Problem Definition with Complex Search Space#

In quick examples, we have shown how to define independent variables in the search space. However, real-world search spaces are often complex, which may contain in-space conditions, forbidden clauses, etc. In this tutorial, we will show how OpenBox supports complex search spaces.

Hierarchical Conditions#

The search space in OpenBox is currently built on the package ConfigSpace. While ConfigSpace supports hierarchical conditions, we can directly use the advanced APIs provided in ConfigSpace.

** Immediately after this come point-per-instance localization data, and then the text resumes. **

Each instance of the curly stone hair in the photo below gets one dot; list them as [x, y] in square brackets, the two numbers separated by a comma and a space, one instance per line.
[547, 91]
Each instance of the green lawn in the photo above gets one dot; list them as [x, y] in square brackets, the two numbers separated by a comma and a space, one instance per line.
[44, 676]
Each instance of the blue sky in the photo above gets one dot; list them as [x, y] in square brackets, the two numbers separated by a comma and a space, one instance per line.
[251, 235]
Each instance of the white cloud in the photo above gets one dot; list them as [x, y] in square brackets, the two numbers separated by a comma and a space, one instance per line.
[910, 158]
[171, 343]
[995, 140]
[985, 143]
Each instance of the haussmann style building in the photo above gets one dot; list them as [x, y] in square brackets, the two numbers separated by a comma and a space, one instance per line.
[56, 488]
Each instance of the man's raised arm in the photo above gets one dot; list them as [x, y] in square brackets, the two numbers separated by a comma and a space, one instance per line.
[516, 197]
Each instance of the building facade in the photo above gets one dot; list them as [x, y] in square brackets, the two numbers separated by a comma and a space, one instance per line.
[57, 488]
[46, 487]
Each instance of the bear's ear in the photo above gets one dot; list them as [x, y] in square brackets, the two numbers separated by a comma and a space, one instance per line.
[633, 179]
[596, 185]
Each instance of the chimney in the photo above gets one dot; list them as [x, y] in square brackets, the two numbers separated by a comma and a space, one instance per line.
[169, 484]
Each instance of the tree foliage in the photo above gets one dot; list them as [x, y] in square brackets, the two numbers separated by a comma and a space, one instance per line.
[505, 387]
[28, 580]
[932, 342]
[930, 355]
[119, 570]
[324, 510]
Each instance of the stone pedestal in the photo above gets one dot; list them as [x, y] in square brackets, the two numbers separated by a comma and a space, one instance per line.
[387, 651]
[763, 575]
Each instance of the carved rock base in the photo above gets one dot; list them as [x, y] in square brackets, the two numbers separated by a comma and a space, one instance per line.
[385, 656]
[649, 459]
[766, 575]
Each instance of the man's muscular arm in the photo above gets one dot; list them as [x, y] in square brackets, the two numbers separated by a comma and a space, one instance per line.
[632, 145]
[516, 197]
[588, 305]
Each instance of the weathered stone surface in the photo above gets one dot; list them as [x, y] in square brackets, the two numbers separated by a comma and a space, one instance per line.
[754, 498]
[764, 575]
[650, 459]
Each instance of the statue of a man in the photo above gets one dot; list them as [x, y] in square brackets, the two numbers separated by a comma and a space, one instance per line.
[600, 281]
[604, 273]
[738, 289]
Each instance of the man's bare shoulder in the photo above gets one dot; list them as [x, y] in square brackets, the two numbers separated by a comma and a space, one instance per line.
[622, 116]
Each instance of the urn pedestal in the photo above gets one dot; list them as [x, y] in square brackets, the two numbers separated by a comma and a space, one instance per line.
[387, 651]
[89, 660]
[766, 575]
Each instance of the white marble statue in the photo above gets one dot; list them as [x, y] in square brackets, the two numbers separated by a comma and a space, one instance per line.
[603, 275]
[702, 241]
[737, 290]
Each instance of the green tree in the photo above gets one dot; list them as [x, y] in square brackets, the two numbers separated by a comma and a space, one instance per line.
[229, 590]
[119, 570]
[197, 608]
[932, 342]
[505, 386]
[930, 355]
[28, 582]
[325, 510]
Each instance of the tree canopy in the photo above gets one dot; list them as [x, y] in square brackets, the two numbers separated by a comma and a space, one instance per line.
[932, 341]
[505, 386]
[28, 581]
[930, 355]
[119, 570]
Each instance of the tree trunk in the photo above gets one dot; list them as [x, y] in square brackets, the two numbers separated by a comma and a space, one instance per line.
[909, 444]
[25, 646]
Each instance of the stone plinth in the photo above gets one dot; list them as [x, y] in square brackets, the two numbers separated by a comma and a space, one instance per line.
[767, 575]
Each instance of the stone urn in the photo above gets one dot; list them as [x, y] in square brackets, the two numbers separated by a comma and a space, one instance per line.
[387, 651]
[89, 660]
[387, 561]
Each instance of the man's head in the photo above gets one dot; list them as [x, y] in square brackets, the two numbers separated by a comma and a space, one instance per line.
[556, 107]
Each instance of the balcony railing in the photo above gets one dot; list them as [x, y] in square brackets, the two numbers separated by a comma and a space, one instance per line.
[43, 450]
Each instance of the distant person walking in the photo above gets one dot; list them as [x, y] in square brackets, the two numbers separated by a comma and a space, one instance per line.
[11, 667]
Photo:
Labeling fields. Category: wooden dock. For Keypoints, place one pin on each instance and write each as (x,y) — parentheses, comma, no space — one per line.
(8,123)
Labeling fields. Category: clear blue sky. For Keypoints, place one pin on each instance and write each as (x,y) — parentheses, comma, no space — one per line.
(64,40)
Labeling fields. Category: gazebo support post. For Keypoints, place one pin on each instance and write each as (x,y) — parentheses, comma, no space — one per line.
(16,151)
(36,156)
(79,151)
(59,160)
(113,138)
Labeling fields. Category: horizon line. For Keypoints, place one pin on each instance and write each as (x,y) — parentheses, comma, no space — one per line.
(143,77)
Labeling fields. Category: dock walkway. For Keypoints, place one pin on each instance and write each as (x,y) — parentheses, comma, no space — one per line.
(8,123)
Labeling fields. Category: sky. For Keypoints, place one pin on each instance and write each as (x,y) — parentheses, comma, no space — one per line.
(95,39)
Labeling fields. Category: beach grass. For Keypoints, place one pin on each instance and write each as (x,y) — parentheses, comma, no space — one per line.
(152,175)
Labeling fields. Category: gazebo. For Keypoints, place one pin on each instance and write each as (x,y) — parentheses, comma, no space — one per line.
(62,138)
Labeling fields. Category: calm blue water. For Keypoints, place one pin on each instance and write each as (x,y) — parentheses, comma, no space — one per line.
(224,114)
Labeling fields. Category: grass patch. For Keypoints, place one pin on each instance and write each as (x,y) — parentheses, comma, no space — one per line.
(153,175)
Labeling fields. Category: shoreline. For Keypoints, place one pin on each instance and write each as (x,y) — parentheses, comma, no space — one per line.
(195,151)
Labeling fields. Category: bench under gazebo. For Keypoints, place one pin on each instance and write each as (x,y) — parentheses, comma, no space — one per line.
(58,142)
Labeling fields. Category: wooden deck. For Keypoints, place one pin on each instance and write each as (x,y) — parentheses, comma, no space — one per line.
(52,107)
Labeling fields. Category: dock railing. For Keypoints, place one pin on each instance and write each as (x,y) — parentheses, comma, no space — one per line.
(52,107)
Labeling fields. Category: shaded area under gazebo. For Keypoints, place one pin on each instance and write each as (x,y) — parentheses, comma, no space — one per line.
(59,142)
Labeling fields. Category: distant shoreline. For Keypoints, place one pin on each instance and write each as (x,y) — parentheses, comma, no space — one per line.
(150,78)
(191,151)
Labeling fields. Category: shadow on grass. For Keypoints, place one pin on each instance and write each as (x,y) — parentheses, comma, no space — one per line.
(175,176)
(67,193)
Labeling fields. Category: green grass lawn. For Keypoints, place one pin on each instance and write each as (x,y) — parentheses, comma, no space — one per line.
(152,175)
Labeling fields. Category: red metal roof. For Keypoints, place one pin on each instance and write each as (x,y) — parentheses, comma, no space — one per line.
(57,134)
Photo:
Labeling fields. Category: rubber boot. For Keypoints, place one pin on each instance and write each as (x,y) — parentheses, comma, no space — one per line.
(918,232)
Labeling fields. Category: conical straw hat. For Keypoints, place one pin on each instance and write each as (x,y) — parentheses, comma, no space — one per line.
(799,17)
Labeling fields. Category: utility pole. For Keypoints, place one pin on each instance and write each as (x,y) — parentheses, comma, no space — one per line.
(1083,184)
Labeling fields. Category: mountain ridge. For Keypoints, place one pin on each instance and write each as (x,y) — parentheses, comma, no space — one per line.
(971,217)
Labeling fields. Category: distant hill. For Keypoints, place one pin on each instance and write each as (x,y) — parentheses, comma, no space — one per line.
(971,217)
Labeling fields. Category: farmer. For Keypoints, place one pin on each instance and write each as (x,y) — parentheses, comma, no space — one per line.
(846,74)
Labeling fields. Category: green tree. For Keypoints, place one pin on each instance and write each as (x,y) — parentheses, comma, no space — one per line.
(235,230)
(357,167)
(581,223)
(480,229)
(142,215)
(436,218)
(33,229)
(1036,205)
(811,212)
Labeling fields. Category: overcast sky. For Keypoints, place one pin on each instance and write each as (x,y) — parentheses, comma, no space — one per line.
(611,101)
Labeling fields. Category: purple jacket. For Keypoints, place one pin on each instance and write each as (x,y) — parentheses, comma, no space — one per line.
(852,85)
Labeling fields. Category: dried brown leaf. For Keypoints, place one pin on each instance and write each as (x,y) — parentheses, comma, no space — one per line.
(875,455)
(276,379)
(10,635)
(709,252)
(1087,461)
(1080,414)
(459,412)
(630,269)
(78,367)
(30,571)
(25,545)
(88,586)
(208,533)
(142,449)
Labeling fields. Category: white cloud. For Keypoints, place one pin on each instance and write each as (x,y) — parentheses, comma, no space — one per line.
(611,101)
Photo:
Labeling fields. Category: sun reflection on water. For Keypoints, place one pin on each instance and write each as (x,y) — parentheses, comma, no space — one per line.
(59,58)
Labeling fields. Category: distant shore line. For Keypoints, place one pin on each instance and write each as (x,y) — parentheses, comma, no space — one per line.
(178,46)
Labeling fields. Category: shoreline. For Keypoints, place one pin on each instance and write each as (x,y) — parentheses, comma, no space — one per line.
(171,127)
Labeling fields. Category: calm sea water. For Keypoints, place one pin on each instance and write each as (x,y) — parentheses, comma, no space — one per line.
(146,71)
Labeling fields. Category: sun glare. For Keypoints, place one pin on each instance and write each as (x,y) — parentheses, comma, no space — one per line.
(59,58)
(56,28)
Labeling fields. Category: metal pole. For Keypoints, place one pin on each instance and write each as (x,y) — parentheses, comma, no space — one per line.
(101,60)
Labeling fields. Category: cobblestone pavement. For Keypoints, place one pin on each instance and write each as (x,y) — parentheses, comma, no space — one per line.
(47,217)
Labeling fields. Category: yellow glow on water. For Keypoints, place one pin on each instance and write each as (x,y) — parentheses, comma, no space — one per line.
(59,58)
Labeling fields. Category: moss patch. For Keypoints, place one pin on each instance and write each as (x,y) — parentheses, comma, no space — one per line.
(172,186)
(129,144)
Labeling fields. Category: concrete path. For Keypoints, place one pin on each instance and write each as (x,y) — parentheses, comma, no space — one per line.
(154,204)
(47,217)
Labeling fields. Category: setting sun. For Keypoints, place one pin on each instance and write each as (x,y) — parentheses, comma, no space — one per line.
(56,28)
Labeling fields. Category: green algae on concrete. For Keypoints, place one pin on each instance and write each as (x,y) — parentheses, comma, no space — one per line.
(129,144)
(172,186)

In the following example, we provide an example of building a hierarchical search space using Conditions:

from openbox import space as sp
from ConfigSpace import EqualsCondition, InCondition

space = sp.Space()
x1 = sp.Categorical("x1", choices=["c1", "c2", "c3", "c4"])
x2 = sp.Real("x2", -5, 10, default_value=0)
x3 = sp.Real("x3", 0, 15, default_value=0)

equal_condition = EqualsCondition(x2, x1, "c1")  # x2 is active when x1 = c1
in_condition = InCondition(x3, x1, ["c2", "c3"])  # x3 is active when x1 = c2 or x1 = c3

space.add_variables([x1, x2, x3])
space.add_conditions([equal_condition, in_condition])


The example output can be as follows,

  'x1': 'c4',
, Configuration(values={
  'x1': 'c1',
  'x2': -4.246561408224157,
, Configuration(values={
  'x1': 'c3',
  'x3': 1.7213163807467695,
, Configuration(values={
  'x1': 'c3',
  'x3': 13.8469881579991,
, Configuration(values={
  'x1': 'c2',
  'x3': 2.9833423891692763,

In this example, the variable x2 is active when the value of x1 is c1. The variable x3 is active when the value of x1 is c2 or c3. When the value of x1 is c4, neither x2 nor x3 is active. The value of inactive variables are set to np.nan by default. During optimization, invalid variable combinations will not be sampled, so there will be no evaluation time spent for invalid configurations.

By utilizing Conditions, users can build complex search space with hierarchical structure. For more details about Conditions, please refer to the ConfigSpace documentation for more details.

In-space variable Constraints#

To support constraints between variables (e.g., a<b or a+b<10), we recommend adding a sampling condition as shown in the following example,

from openbox import space as sp

def sample_condition(config):
    # require x1 <= x2 and x1 * x2 < 100
    if config['x1'] > config['x2']:
        return False
    if config['x1'] * config['x2'] >= 100:
        return False
    return True
    # return config['x1'] <= config['x2'] and config['x1'] * config['x2'] < 100

cs = sp.ConditionedSpace()
cs.set_sample_condition(sample_condition)  # set the sample condition after all variables are added

The API set_sample_condition requires a function that takes a configuration as the input and output a boolean value, which indicates whether the configuration is valid. Only configurations that meet the sample condition (with a return value of True) are sampled during optimization.

Note that, the in-space variable constraints are constraints that can be checked directly without running the objective function, which are different from the black-box constraints in constrained problems.